Though the war hasn't overtly affected any of the characters in outwardly visible ways, it has affected each one of them by shifting their priorities from the practical to the passionate.  This is most exemplified by Jake and Brett's relationship.  While before the war, young men and women sought for wives and husbands who would be good with money, temperate with children, and patient as spouses, the war forced young people into a mode of feeling starved for passion.  Having lived through the adrenaline-filled years of fighting and having lost so many people in their lives, the war generation began to place supreme importance on living in the moment, leading them to passionate, but unstable, romantic relationships.

Apollinaire/ Stieglitz dada magazine and pictorial text

These pictorial texts were incredibly confusing. They seem to be designs for various machines, but also at the same time represent various people. This could be a statement on how the war is making people more mechanized. It is dehumanizing the population and likening the population to machines. All the machines that represent the various people have very specific uses and are needed by the population to function, alluding to the fact that after the War, society is going to need its artists to help humanize them again. 

The pictorial text also suggests ideas of loss. It could also demonstrate how many people were lost in the War and so the machine of society is broken and needs to be mended. Each individual person makes up a part of a machine that is vital to society and without these people society remains stagnant. After WWI so many people were lost that the giant cogs of society did not have enough people to power it and so society had to change in order to continue.

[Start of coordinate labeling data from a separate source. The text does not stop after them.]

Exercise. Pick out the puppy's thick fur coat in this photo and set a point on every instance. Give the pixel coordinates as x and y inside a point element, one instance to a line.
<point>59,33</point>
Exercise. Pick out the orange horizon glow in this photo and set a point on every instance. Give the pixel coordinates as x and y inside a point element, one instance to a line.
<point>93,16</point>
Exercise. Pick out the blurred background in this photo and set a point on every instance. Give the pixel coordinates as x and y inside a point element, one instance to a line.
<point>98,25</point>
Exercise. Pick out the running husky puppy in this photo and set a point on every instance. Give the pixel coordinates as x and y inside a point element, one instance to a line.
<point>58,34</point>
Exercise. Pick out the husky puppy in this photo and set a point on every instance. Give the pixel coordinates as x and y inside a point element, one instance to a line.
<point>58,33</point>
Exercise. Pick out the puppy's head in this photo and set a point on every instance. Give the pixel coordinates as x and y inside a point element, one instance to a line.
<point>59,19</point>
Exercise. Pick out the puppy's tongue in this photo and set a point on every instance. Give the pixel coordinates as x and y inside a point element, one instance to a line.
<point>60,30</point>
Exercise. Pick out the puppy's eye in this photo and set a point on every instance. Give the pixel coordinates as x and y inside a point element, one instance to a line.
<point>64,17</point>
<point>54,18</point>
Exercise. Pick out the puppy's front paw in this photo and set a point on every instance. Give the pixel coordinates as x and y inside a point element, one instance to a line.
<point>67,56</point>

The giant machine had to change form and it ended up making its parts and individuals change with it. 

The Metamorphosis

The Metamorphosis was a very interesting piece. It responded to the war in a very different way. One of the ways it did that was by making the main character a bug. It showed that after the war people did not come back as the person they were when they left. The expectations were very high and demanding on the men and most of those expectations changed who they were. The men fought for a purpose, but that was their only purpose. Once their purpose was complete and they came home from the war their lives were changed drastically. Many of the men did not know how to go on with their lives and many of their families did not know how to interact with them. This is a good intertwining with the piece that we read because not only does the bug want to be seen, but how is his family supposed to react to the change that their son has become? This was a very big question during and after the war. Many people did not know how to treat their loved ones and they became lost.  

The Waste Land

Every time I read "The Waste Land" I delve deeper into the poem and find more understanding into what Eliot is trying to say. Eliot is very good at playing with words. In the first part of the poem hew talks about winter and the dead. In his line "Winter kept us warm" he is referring to the dead. The men that fought in the war part of a lost generation. So many lives were lost in the war and Eliot points out that loss in his poem. In part two of the poem he critiques the war again, "I think we are in rats' alley where the dead men lost their bones". Here Eliot is referring to the trenches. In this part of the poem someone is remembering the war and he is lost in his memories. The war brought so much pain and death and for the men and women that did return, many of them were never the same again. This poem reflects the tragedies that occurred during and because of the war. Eliot shows different aspects of the war and none of them are very good.